Machine-learning Enhanced Scientific Simulation:
The governing equations commonly used in science and engineering are often based on assumptions and approximations. Naturally, scientific simulations performed using the known governing laws are also approximate in nature. We are working towards leveraging data-physics fusion to harmoniously combine approximate physics laws with data-based models, enhancing the accuracy and predictive capabilities of simulations. By bridging the gap between data-driven insights and fundamental physical principles, we envision that this will empower scientists and engineers to gain deeper insights into complex systems, optimize experiments, and expedite scientific discovery. The developments carried out in this area will be particularly useful in the digital twin technology.
Fig. 9 Deep Physics Corrector (DPC): One of the data-physics fusion framework proposed by us. This is particularly developed with stochastic differential equation (SDE) in mind.
Thrust Area III: Uncertainty Quantification And Reliability Analysis
Uncertainty quantification and propagation:
All physical systems have inherent associated randomness, and for satisfactory performance and informed decision making, it is essential to quantify the effect of the input uncertainty on the output. At CSCCM, we are actively working on development of efficient algorithms for uncertainty quantification and propagation.
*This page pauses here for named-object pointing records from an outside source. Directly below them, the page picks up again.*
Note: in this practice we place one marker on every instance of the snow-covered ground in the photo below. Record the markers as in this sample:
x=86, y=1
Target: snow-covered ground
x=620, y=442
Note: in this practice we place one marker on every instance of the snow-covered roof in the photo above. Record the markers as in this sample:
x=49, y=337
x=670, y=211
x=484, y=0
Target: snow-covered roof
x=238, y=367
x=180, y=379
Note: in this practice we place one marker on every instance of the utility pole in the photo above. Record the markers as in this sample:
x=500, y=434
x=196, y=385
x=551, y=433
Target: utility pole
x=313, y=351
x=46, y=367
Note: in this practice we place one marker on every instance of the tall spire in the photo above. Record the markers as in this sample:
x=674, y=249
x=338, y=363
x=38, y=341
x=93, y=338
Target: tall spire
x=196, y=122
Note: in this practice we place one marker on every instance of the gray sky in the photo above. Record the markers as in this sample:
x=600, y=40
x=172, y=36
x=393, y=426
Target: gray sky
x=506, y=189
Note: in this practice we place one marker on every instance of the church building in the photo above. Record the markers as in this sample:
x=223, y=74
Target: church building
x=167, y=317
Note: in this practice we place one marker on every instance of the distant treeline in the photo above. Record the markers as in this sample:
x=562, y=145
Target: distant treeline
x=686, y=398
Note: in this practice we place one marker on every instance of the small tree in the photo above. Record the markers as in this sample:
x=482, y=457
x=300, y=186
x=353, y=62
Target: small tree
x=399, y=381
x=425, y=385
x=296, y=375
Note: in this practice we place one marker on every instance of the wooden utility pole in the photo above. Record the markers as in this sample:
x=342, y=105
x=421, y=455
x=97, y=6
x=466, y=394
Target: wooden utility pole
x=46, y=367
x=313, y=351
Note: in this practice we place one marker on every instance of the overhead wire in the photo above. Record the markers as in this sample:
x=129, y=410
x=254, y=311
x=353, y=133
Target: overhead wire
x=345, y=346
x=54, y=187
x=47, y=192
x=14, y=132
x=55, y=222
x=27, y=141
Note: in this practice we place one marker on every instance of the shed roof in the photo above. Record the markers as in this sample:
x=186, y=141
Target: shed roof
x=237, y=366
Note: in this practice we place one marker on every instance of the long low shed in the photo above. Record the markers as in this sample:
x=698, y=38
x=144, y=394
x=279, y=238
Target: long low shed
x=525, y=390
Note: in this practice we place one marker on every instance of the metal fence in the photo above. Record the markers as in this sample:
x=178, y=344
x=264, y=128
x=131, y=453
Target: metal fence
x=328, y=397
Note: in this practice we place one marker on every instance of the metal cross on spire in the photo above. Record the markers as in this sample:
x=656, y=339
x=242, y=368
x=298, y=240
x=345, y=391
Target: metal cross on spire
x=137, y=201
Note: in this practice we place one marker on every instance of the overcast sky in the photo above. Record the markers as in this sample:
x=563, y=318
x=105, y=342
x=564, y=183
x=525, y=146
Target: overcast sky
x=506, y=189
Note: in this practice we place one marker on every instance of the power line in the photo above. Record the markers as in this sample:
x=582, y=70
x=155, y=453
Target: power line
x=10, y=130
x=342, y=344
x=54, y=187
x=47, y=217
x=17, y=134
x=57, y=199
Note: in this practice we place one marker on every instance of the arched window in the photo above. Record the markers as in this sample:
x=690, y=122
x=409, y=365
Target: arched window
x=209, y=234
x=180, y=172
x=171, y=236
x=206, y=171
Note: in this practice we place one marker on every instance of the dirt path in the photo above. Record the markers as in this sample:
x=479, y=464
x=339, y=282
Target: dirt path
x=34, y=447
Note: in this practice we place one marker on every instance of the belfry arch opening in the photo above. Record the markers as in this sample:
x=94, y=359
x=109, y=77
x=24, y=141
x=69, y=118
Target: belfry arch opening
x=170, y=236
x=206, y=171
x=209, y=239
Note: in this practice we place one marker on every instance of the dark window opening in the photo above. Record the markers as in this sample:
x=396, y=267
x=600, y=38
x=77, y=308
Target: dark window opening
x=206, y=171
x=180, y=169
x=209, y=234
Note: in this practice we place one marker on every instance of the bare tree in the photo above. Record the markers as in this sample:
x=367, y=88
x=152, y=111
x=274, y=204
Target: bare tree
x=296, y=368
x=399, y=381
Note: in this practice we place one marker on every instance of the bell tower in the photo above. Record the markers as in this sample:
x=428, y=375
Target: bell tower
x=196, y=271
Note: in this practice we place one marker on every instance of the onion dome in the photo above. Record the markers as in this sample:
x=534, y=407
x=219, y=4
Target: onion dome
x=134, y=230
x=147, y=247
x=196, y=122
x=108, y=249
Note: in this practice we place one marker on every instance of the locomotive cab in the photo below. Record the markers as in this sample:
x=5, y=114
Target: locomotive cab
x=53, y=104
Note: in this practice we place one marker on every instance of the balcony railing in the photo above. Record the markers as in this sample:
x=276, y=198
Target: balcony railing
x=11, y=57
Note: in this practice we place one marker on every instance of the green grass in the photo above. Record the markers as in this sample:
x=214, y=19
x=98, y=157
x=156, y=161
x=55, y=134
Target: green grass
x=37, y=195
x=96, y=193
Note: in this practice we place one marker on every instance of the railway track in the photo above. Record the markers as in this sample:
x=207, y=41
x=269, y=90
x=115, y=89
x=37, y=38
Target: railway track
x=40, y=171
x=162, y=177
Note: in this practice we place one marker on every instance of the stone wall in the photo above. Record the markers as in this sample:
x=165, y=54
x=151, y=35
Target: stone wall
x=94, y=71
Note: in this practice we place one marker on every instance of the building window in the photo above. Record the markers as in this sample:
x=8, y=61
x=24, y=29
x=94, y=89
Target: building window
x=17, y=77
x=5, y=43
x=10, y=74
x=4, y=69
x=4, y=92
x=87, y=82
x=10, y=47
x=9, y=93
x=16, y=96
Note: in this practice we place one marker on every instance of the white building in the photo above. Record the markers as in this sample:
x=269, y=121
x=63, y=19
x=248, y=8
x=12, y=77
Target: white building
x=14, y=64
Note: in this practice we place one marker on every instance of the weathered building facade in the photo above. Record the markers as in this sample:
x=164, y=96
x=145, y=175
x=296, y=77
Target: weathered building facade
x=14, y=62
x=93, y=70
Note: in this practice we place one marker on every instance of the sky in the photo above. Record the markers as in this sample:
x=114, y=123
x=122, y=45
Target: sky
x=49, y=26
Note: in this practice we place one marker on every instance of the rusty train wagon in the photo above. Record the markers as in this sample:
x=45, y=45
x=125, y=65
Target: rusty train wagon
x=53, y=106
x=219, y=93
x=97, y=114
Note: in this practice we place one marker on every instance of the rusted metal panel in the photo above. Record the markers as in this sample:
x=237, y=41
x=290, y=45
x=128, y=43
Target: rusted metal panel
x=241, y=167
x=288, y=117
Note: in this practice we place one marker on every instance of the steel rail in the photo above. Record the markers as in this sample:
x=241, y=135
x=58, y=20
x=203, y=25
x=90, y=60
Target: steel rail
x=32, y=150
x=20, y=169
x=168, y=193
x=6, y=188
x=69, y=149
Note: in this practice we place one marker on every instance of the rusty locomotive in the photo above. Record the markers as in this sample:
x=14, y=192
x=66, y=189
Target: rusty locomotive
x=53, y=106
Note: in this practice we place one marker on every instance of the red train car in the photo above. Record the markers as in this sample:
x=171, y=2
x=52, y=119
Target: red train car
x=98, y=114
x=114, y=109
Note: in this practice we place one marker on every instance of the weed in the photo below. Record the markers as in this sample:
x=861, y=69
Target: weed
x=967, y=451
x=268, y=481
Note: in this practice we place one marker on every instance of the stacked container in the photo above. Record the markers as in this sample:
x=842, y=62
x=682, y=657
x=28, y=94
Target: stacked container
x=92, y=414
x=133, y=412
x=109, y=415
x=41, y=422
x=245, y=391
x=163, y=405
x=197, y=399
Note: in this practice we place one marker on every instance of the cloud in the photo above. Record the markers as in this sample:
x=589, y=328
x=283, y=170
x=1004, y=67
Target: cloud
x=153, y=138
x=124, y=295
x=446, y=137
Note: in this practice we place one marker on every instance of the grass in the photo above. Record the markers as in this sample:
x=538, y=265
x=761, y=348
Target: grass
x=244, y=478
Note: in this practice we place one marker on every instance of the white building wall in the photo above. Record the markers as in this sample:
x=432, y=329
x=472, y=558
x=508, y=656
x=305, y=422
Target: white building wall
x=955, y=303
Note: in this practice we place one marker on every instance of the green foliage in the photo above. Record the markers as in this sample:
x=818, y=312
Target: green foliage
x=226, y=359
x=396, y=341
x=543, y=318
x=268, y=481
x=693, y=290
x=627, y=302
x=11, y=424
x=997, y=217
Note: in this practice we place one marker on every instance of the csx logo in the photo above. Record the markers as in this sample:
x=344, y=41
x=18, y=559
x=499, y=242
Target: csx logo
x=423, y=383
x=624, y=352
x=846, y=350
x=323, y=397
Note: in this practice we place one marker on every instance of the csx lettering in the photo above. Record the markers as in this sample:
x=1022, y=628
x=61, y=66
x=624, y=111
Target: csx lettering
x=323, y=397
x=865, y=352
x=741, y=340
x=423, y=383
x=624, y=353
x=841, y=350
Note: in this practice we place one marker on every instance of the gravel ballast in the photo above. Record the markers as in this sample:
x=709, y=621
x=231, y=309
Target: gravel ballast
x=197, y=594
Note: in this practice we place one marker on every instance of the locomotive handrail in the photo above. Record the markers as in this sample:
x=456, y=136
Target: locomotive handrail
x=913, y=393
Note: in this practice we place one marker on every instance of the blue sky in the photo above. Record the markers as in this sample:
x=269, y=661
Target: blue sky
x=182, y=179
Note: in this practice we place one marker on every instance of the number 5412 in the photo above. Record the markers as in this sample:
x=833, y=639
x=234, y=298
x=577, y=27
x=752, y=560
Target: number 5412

We are actively involved in development of surrogate models, sampling based approaches, and hybrid approaches for total uncertainty quantification (both epistemic and aleatoric). For example, one of our work in this regards include development of hybrid approach for model-form uncertainty quantification in dynamical systems.
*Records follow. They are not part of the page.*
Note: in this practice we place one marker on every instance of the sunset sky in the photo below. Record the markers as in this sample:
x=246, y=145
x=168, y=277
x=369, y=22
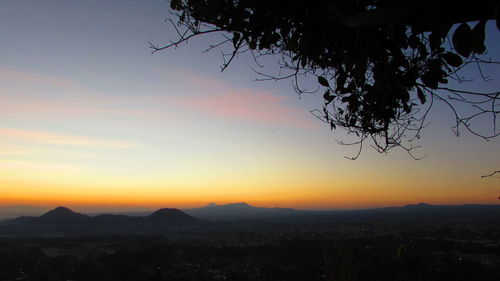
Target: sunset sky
x=90, y=119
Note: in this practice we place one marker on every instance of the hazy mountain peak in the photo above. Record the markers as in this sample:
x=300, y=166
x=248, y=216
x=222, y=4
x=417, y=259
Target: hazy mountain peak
x=419, y=205
x=59, y=211
x=239, y=204
x=167, y=211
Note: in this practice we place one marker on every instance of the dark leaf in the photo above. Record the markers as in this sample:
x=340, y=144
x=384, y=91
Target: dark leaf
x=478, y=33
x=421, y=96
x=434, y=41
x=322, y=80
x=461, y=40
x=429, y=80
x=328, y=97
x=452, y=59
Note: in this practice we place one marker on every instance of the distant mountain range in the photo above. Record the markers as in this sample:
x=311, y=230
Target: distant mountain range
x=238, y=211
x=64, y=220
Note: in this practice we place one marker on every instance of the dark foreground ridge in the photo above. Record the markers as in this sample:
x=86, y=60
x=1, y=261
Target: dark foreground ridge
x=62, y=219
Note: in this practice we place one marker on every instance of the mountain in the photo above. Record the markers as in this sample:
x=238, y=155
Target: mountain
x=64, y=220
x=237, y=211
x=170, y=217
x=62, y=214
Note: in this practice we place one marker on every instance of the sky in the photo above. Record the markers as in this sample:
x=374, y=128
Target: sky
x=90, y=119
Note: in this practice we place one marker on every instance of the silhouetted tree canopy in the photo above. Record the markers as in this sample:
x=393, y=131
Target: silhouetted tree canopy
x=381, y=63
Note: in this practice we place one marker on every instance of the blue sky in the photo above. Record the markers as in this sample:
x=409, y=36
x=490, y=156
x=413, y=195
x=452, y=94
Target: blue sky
x=89, y=117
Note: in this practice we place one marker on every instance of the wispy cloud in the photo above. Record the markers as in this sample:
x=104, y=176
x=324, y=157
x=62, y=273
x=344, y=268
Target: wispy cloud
x=238, y=103
x=59, y=167
x=60, y=139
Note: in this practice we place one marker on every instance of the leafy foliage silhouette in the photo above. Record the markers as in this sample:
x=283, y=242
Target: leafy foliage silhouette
x=389, y=61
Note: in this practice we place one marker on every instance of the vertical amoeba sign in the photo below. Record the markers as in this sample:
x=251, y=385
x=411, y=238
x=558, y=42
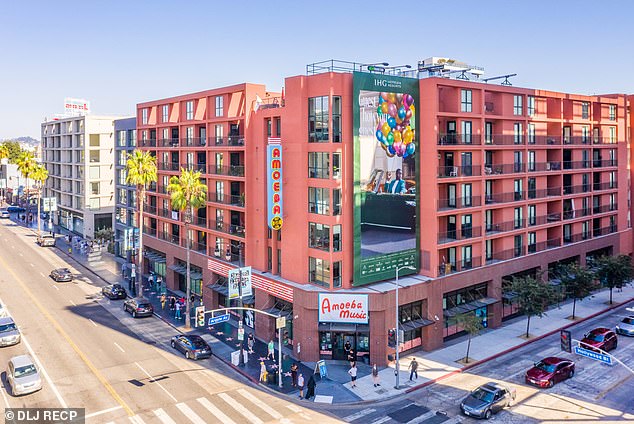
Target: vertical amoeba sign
x=274, y=184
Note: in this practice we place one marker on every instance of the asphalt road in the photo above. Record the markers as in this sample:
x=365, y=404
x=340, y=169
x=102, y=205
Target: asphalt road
x=97, y=357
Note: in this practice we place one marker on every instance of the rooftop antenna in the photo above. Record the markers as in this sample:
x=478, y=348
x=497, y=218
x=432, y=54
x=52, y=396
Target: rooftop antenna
x=506, y=79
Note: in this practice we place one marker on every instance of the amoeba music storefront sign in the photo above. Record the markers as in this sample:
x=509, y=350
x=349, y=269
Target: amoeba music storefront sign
x=343, y=326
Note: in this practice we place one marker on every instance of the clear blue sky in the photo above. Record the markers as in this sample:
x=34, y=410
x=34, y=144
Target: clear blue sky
x=117, y=53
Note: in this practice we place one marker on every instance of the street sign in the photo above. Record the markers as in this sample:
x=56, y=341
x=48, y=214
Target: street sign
x=607, y=359
x=218, y=319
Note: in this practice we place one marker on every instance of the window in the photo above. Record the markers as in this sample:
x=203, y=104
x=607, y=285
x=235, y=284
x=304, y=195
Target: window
x=318, y=165
x=465, y=101
x=517, y=105
x=318, y=201
x=318, y=119
x=318, y=236
x=189, y=113
x=319, y=271
x=220, y=106
x=336, y=238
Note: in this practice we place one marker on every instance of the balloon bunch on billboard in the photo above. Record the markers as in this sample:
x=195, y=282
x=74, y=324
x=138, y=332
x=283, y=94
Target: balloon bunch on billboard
x=396, y=129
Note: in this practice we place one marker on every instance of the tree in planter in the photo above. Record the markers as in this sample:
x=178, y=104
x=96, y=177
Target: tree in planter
x=614, y=271
x=187, y=193
x=578, y=283
x=472, y=324
x=533, y=297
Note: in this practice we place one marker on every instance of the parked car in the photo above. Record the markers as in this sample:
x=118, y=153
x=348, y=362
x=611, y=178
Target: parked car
x=599, y=338
x=114, y=291
x=626, y=326
x=488, y=399
x=62, y=275
x=23, y=375
x=9, y=332
x=194, y=347
x=138, y=307
x=549, y=371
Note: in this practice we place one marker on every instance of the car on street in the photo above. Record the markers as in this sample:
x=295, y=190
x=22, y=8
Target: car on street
x=626, y=326
x=138, y=307
x=194, y=347
x=114, y=291
x=488, y=399
x=549, y=371
x=62, y=275
x=9, y=332
x=23, y=375
x=599, y=338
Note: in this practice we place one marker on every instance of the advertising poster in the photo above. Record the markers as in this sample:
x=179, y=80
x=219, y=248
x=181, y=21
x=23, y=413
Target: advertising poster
x=386, y=160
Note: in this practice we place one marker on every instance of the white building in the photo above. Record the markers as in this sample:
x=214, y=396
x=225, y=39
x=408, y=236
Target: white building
x=79, y=155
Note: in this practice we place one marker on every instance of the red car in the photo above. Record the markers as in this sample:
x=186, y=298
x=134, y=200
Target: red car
x=549, y=371
x=599, y=338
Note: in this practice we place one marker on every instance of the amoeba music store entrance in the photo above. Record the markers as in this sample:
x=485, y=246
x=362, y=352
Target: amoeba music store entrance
x=343, y=327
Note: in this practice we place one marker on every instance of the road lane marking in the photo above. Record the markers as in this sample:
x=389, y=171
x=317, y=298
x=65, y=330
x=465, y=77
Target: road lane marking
x=215, y=411
x=240, y=408
x=103, y=411
x=153, y=380
x=162, y=415
x=189, y=413
x=263, y=406
x=70, y=341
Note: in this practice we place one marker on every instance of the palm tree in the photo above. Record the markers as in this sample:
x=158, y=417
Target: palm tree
x=141, y=170
x=39, y=174
x=187, y=193
x=26, y=165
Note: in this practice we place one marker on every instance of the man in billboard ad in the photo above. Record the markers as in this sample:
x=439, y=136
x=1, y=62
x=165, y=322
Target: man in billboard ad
x=386, y=144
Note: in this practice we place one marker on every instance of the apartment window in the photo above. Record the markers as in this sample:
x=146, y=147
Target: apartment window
x=319, y=236
x=319, y=271
x=318, y=119
x=336, y=238
x=189, y=110
x=318, y=165
x=220, y=108
x=465, y=101
x=336, y=119
x=517, y=105
x=531, y=105
x=318, y=201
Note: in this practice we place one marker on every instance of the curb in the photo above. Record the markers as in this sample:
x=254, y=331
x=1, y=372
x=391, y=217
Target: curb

Fig. 10 Schematic representation of model-form uncertainty quantification framework developed at CSCCM. This work was carried out in collaboration with Prof. Budhaditya Hazra from IIT Guwahati.
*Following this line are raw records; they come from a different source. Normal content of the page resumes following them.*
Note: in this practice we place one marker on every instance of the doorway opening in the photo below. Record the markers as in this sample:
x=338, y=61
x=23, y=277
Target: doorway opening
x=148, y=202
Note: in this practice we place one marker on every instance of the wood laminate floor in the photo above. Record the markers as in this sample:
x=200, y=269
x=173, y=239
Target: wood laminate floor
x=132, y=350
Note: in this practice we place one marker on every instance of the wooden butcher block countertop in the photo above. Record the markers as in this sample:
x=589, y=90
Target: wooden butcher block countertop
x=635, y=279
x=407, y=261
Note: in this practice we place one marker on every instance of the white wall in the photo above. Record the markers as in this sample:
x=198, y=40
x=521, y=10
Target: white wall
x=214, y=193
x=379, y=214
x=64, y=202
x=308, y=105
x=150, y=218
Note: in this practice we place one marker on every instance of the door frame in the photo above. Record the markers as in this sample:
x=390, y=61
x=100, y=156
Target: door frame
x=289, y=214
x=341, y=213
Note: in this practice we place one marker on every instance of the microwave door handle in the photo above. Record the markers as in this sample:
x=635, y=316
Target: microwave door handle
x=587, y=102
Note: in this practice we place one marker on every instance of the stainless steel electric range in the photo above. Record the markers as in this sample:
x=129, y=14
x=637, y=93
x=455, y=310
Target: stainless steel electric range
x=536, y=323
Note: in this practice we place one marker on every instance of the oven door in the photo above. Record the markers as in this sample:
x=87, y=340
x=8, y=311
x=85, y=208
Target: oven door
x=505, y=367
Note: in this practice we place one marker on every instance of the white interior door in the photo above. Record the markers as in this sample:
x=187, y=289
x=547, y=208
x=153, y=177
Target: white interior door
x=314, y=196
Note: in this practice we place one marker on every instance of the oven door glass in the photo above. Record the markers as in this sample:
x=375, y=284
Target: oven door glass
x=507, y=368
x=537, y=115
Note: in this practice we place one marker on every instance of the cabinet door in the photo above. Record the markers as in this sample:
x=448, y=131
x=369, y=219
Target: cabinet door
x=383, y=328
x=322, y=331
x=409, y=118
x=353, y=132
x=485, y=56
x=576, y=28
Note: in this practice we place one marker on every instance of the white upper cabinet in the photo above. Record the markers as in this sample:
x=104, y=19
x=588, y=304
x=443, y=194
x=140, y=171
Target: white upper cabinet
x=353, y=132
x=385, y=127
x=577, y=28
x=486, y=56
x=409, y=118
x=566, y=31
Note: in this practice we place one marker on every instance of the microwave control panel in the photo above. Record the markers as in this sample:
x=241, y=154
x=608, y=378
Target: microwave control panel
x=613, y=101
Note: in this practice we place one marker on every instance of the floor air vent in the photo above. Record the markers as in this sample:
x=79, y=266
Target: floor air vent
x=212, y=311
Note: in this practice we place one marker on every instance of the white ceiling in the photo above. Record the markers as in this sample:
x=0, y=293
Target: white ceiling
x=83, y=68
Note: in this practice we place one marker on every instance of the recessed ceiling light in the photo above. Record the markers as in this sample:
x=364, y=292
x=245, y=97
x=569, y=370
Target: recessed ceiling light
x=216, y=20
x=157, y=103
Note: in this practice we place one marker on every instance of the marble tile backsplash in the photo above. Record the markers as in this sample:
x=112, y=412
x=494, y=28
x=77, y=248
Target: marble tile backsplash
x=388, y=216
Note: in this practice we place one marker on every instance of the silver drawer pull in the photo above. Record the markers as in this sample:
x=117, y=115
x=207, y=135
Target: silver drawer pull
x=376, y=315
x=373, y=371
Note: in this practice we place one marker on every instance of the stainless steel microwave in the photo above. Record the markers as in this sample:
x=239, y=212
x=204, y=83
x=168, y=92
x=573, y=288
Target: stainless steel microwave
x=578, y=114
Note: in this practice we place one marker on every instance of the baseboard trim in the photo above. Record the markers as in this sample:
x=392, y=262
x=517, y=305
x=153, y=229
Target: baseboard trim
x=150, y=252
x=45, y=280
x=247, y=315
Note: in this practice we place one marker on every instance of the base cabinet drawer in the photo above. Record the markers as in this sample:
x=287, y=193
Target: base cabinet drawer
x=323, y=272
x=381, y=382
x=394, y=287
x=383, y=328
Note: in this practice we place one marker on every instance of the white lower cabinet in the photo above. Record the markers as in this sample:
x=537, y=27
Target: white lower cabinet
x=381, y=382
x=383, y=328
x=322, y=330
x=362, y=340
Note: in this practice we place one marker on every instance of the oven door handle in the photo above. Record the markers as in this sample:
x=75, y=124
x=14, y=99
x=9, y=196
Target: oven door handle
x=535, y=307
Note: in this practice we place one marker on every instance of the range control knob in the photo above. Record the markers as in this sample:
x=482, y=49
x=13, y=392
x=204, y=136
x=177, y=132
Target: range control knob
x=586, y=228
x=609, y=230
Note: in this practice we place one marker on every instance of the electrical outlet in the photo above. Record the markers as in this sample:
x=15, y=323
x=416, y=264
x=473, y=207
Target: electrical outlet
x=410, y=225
Structural reliability analysis:
Structural reliability analysis is a critical field in engineering that focuses on evaluating the safety and performance of structures under uncertain conditions. Unfortunately, solving structural reliability analysis is extremely expensive, specifically for real-life important systems where failure is rare. We are actively working on developing efficient algorithms that can potentially enable structural reliability analysis of real-life systems like nuclear reactors, burried pipeline under corrosion, etc. For example, the Locally refined hp-adaptive H-PCFE model developed can solve rare event probability problems
Fig. 11 Schematic representation of hybrid framework that combines Bayesian statistics, subset simulation, and machine learning for efficient reliability analysis of structural systems
Design under uncertainty:
The final objective in engineering is to design systems that can perform desired functionalities without failure. However, if the presence of uncertainties is ignored, the final design will be nonoptimal and can result in catastrophic failure. In design under uncertainty, the objective is to develop optimization algorithms that can design while encountering for the effect of uncertainties in the system. Broadly speaking, the design under uncertainty algorithms can be broadly classified into two categories: (a) reliability-based design optimization (RBDO) and (b) Robust design optimization (RDO). in RBDO, the objective is to optimize while satisfying a reliability constraint. On the other hand, the RDO, the objective is to minimize the propagation of uncertainty from the input to the output. CSCCM is actively working on both these aspects. For example, threshold-shift method proposed by us allows engineers to solve RBDO in an efficient manner.
Fig. 12 Schematic representation of threshold shift method developed for reliability-based design optimization.